Grassroot Wildlands Firefighters President Kelly Martin started fighting fires as a college student in the 1980s. For more than three decades, she worked for the US Forest Service and the National Park Service at places like the Grand Canyon, Moab and Yosemite. She also worked on national incident management teams and as a fire behavior analyst.
“The immersion that we’re seeing now is way completely different than when I started 35 years ago, when I might have gained maybe 400 hours of overtime during a summer season,” says Martin, who retired in 2019. Now people regularly work at least 1,000 hours of overtime, sometimes twice that in a year.

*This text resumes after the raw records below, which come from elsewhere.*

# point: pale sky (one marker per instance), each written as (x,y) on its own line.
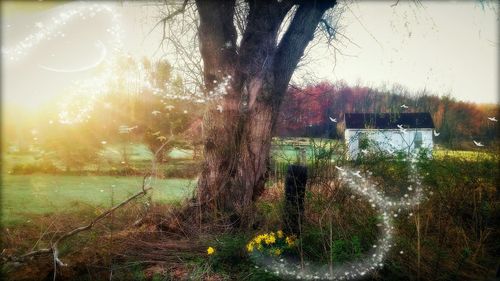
(444,47)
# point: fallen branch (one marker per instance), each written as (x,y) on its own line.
(54,247)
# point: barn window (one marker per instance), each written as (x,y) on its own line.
(363,141)
(418,139)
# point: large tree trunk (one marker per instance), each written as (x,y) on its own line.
(238,139)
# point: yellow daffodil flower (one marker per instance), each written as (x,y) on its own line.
(210,251)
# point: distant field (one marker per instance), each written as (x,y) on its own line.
(462,154)
(43,194)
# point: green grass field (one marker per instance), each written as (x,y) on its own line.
(23,195)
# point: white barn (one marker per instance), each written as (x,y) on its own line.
(367,133)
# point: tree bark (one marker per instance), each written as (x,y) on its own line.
(237,141)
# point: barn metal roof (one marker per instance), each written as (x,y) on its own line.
(388,120)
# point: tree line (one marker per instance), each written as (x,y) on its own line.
(307,112)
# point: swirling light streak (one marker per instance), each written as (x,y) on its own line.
(137,78)
(102,56)
(387,208)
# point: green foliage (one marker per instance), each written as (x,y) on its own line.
(25,196)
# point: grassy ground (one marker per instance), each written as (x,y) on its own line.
(23,196)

“This current system that we’re talking about, built 50 years ago, is unsustainable,” Martin says. Federal agencies lack money to hire more people and compensate them fairly—nevermind fund work to decrease the risk of catastrophic fire and improve ecosystems and watersheds.
Martin says federal agencies and Congress need to plan ahead, not 10 or 15 years, but 30 years or more.
Meanwhile, the world around us isn’t waiting for politicians or policymakers.
As a young firefighter, Cornwell worked on the Cerro Grande Fire near Los Alamos.
“When that happened in 2000, it was a huge fire for New Mexico. It was the biggest fire in the books—and now that thing’s been dwarfed many times over with Los Conchas, Whitewater-Baldy,” he says.
Cerro Grande burned 43,000 acres. In 2011, Las Conchas burned 156,000 acres, and in 2012, Whitewater Baldy, 297,000 acres.
“New Mexico really dodged the bullet in the last few years...But all this scary stuff you see in California can easily be here,” he says. “This is coming to our door unless we start to address labor shortages, address the fuels situation.”